This comes after police rubbished reports that he had been asked to pack up and go amid apparent in-fighting and concerns over the police's performance in the province. 

"I have consulted with Lieutenant General Jula about the prospect of him taking up the position of the provincial commissioner of KwaZulu-Natal", national police commissioner General Khehla John Sitole said in a statement.

"I have approached General Jula about this deployment because firstly, the post of provincial commissioner remains vacant and secondly, General Jula emerges from the province of KwaZulu-Natal making him experienced to police KZN", added Sitole.

"This consultation process has not yet been concluded, hence General Jula remains the provincial commissioner of the Western Cape."

Any talk that he was being "removed" was untrue, the statement said. 

"I will make an official announcement about any movement within top management of the South African Police Service as I have done since my appointment as the national commissioner..." Sitole said.

'Has not been asked to leave'

Earlier, News24 reported that police spokesperson Brigadier Vishnu quashed a report on IOL that Jula had to pack up and be out by July 15.  

"The provincial commissioner has not been asked to leave. He is not being removed. He is just currently on vacation leave. 

"People are just being malicious," said Naidoo. 

According to the IOL report, and a report in Sunday Times, the complaints regarding Jula revolve around whether gang crime has decreased; questions over the shooting of six Anti-Gang Unit (AGU) members in Samora Machel informal settlement last month; and whether Jula's job should rather have gone to a local police officer, such as Major General Jeremy Vearey, the province's deputy commissioner of crime detection.   

Last week, community activist Colin Arendse claimed that the AGU, currently headed by General André Lincoln, had not been allocated its own budget. 

Arendse also complained that the Major Offences Reaction Team (MORT) had denuded police stations and specialised policing units when officers were redeployed for it.

READ: Civil activist claims SAPS Anti-Gang Unit doesn't have a proper budget 

Running parallel to this is the Western Cape government's lobbying for more police officers, amid complaints that the province is allocated less officers per population ratio than other provinces, and an announcement that the AGU will be elevated to national level. 

The Western Cape currently also uses a network of volunteer Neighbourhood Watch and Community Policing Forum members to supplement its patrolling ability.

1 600 murdered this year so far

Safety and Security MEC Albert Fritz said last week that 1 600 bodies of murder victims had been counted at mortuaries between January and June, with many of them being victims of gang violence. He also expressed concern that a gun used in a murder, which had last been seen when checked into a police evidence locker, was now somehow back on the streets.

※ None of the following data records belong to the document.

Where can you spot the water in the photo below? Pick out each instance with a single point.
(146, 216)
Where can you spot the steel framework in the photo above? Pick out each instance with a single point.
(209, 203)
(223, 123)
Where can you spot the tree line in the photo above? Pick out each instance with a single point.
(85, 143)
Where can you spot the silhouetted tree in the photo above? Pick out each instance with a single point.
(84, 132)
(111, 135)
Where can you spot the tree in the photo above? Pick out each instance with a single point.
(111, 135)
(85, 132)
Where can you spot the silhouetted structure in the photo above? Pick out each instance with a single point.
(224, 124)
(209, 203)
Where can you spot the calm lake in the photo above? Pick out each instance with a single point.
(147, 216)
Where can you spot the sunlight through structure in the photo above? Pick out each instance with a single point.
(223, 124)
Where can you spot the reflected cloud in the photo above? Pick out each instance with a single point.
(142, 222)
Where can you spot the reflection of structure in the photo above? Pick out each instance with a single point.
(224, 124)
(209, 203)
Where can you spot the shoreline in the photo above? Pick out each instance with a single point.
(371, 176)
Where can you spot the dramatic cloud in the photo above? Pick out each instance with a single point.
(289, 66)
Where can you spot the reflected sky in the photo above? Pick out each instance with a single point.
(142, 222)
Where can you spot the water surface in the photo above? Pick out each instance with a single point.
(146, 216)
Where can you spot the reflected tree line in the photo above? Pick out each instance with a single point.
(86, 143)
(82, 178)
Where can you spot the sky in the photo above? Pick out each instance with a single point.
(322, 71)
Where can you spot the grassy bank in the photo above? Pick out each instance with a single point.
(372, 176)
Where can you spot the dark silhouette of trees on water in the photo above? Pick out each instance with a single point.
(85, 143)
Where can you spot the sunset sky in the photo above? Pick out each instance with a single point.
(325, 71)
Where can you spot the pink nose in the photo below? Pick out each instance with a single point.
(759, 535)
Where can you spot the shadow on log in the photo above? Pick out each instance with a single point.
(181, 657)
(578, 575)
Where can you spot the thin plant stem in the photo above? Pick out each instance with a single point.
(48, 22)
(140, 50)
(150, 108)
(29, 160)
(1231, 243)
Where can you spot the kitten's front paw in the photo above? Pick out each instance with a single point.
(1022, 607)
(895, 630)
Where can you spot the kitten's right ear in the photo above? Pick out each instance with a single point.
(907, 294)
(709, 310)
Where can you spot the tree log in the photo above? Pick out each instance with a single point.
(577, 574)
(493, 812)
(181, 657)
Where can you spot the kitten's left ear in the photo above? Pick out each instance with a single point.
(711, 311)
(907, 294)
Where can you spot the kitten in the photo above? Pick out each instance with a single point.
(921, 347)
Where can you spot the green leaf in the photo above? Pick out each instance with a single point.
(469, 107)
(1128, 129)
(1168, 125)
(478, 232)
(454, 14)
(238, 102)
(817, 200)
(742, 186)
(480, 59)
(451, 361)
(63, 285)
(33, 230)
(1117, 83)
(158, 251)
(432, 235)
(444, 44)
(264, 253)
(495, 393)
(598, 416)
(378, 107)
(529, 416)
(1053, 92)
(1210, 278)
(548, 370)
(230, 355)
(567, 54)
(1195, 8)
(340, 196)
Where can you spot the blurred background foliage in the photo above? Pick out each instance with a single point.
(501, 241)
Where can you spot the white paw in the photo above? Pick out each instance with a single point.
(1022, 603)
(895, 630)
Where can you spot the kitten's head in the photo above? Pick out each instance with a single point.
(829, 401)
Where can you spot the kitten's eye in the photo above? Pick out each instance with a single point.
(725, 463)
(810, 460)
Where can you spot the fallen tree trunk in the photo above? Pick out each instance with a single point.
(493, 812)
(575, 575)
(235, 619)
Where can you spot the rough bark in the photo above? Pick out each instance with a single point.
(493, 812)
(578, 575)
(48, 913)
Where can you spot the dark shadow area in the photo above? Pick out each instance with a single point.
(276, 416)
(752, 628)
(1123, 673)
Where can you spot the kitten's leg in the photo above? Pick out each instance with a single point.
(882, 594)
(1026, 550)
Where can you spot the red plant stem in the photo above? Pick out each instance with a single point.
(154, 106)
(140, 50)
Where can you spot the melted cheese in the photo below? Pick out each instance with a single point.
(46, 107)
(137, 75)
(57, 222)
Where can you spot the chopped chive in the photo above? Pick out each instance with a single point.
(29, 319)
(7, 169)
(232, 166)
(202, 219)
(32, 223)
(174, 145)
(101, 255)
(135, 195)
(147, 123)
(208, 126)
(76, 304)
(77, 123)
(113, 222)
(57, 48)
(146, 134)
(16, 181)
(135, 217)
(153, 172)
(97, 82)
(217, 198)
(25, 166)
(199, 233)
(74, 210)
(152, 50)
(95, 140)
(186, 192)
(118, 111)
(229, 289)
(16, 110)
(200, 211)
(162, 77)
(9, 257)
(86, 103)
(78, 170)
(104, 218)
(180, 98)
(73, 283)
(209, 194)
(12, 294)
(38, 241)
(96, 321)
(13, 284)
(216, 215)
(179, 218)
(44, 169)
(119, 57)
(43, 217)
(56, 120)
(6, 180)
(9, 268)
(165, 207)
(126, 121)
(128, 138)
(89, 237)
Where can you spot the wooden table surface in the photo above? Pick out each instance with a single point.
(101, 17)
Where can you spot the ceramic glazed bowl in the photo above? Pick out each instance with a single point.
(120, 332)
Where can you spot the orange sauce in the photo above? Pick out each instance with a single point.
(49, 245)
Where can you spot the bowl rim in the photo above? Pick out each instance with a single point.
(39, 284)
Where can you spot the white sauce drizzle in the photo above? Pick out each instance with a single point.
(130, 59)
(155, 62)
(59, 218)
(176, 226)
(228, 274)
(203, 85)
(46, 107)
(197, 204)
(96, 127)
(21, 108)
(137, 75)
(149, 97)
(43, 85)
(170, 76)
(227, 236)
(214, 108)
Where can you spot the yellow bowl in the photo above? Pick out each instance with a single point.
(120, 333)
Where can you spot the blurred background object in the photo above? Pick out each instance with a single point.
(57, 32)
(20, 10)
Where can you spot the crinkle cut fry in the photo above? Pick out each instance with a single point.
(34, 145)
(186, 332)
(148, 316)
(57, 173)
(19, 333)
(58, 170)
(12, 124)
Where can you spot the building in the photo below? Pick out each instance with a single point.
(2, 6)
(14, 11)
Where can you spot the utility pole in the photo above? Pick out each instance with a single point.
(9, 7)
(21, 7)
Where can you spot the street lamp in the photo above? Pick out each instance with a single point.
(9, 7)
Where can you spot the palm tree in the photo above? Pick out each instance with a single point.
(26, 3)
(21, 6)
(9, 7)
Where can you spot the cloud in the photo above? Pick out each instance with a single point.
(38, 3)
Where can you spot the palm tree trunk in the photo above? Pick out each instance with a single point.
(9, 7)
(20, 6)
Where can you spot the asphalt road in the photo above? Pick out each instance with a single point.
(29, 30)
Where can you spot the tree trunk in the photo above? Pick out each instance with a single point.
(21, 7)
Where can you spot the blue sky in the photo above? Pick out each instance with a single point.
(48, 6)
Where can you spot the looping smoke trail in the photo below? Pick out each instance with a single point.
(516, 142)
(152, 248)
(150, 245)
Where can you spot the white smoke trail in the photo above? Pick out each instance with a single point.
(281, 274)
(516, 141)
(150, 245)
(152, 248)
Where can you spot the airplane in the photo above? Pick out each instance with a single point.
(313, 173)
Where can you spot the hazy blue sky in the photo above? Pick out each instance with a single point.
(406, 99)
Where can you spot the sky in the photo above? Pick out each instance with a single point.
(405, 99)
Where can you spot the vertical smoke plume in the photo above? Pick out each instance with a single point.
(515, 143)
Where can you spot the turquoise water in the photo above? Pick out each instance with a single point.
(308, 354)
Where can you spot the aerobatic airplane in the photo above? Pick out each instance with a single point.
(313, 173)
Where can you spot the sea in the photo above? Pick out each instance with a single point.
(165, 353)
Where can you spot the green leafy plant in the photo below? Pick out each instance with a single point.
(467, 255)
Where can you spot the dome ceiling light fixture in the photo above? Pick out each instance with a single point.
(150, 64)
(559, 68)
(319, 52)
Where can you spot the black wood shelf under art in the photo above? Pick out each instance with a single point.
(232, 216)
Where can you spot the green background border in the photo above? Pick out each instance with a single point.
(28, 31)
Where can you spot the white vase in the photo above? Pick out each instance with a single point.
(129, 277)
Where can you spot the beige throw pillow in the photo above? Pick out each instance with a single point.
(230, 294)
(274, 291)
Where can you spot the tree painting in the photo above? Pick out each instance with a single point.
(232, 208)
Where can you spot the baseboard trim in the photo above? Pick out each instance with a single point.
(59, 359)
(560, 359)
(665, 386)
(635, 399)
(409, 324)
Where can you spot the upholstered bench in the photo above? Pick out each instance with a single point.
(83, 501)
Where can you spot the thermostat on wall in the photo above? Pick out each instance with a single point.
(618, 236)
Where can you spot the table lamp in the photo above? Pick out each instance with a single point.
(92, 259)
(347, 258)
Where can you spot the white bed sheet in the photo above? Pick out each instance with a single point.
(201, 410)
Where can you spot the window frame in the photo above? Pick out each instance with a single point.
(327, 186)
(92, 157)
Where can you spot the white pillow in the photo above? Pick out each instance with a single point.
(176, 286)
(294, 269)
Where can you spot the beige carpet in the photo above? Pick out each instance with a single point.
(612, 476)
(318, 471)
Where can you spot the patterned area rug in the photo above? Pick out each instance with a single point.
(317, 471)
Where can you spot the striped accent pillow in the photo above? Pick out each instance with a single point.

City of Cape Town Safety, Security and Social Services MMC JP Smith said that, if gang violence and murder could be eradicated, Cape Town would no longer be labelled as the "murder capital" of the country. 

In April, Fritz's predecessor Alan Winde declared a formal dispute with Police Minister Bheki Cele over policing in the province by sending a letter to President Cyril Ramaphosa. Winde is now premier.

He said one officer had to protect 375 people on average nationally, while in the Western Cape, the ratio was 1:509.

Naidoo said it was not uncommon for officers to be moved from one province to another, and that Jula, originally from KwaZulu-Natal, had the discretion to set up units that he thought were necessary. 

However, he conceded that the AGU and MORT did not have their own budgets yet. 

"No they don't. They operate under the provincial commissioner currently."


He explained that the AGU's purpose was to crack down on gang-related crimes, such as murder, trafficking and drug use. 

MORT deals with hijackings, cash-in-transit heists and other aggravated robberies, as well as serious crimes in areas not infested by gangs. 

The shooting of the six police officers on June 12 is still being investigated. 

The latest claims are part of ongoing issues related to policing in the Western Cape. 

READ: Top Cape cop appointed head of detectives after ‘demotion’ spat

Naidoo said the AGU had been launched by the president on November 1 last year, because there was a historic need for a unit like that and the unit's success or otherwise would only be evident after analysis of the release of the national crime statistics in September. 

"While the gang unit is there, the level of work ethic has been extremely high. Members are positive; they've been working really hard, and have been well received by the community. As far as that is concerned, we are seeing a lot of positiveness.

"Gangsterism didn't start on the 1st of November last year. It was here in the Western Cape for a very long time."